There are multiple ways a classroom can engender cultural responsiveness. Here are a few steps an educator can take to gradually achieve this:
- Know your students
Get to know your learners and their cultural backgrounds and learn from their experiences. Talking and listening to the students, surveys and interviews allow you to understand who they are. Also, you’ll appreciate your learners’ experiences and beliefs that have shaped their character. You can also keep tabs on their behavior changes and other events, such as a family crisis, that may influence their behavior in class.
- Study diversity
Take time to read insightful books and research different cultures. This activity will provide a better understanding and provide guidelines for a suitable classroom model. Use your knowledge and what you learn along the way to better understand your learners.
- Be self-aware
Be aware of your biases and their implications and find ways to eliminate them. Your personal attitudes and views towards certain groups may affect how you teach and even the learning outcomes.
- Class assignments
Assignments such as essay writing could provide a better understanding of learners’ backgrounds. Students express themselves better in writing. Also, writing allows you to establish student beliefs and values, behaviors, and thinking patterns. Class projects that involve the community will give learners an insight into different perspectives besides their traditional beliefs. Learners become more empathetic and appreciate people from backgrounds other than their own.
- Avoid stereotyping
This may come about knowingly or unknowingly and usually stems from preconceived notions about certain ethnicities. Stereotyping may influence an educator’s attitude towards certain learners and vice versa, which affects learning outcomes. Generally, stereotyping makes it difficult to create a culturally responsive classroom environment.

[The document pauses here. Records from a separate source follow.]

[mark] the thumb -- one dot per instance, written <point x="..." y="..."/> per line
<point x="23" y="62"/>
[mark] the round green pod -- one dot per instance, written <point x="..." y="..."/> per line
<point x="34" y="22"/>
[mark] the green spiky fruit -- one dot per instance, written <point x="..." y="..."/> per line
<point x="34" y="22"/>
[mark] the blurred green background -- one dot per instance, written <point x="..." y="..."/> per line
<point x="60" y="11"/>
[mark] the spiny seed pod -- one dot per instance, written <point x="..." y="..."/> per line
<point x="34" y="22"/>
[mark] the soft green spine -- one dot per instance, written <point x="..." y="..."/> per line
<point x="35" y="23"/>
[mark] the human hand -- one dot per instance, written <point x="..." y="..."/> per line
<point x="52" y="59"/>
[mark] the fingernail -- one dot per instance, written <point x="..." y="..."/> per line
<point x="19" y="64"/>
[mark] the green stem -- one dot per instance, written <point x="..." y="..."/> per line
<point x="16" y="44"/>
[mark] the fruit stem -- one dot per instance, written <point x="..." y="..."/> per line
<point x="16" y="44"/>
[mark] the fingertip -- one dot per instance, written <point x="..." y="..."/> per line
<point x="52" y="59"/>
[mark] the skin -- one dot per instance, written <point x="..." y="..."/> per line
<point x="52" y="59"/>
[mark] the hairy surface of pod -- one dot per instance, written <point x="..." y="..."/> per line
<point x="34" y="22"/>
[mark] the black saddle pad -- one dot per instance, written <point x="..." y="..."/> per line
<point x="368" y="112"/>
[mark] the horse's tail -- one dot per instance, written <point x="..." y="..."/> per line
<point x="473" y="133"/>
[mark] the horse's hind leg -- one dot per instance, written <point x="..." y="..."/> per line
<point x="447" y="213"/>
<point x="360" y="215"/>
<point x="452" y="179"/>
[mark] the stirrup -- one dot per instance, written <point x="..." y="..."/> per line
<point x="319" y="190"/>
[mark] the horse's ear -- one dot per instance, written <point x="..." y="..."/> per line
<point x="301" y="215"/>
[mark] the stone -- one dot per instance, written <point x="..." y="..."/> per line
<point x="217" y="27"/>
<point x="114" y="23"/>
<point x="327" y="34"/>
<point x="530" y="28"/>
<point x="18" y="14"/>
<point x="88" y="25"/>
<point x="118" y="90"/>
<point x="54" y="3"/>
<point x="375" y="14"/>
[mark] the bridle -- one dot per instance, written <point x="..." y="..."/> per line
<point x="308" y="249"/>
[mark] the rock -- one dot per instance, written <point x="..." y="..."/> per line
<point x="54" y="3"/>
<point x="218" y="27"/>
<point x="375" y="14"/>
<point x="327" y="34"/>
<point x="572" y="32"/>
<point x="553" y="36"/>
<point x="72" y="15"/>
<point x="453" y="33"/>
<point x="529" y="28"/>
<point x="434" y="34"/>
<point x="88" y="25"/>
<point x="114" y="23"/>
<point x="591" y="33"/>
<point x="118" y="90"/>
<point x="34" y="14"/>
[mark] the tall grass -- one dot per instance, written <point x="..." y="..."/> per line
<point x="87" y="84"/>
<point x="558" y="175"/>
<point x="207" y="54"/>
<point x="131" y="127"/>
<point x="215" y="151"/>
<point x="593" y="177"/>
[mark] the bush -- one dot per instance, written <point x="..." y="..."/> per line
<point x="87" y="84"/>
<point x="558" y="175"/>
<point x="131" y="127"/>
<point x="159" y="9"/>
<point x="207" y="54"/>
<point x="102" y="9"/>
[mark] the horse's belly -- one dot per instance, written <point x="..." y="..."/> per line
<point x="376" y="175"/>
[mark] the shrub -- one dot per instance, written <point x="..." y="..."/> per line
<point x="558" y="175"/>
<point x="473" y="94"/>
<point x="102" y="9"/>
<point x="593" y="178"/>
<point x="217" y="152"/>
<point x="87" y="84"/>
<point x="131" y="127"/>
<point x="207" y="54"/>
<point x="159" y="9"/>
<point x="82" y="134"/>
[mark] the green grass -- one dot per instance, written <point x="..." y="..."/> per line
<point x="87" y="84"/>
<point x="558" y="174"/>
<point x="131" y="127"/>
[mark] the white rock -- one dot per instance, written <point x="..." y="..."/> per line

- Getting student names right
Knowing your learners’ names as well as proper pronunciation is important. Through this, you develop an appreciation for names from different ethnicities as well as make the learner feel included.
- Be conscious of language differences
Having a diverse classroom oftentimes means that not all students have English as their first language. Students may have accents and difficulty articulating their thoughts in English. It is therefore important to identify these limitations to avoid marginalizing learners.
Try to incorporate learners’ primary language in teaching while they learn the dominant language. This act may help make them feel included and promotes a culturally responsive classroom. Other learners may also learn different languages in the process.
Various cultural aspects surrounding a learner influence their performance in the classroom. The steps mentioned above can help towards creating a more culturally responsive classroom. There are other initiatives, such as an inclusive reward system and creating an interactive classroom, which can also be taken for better outcomes.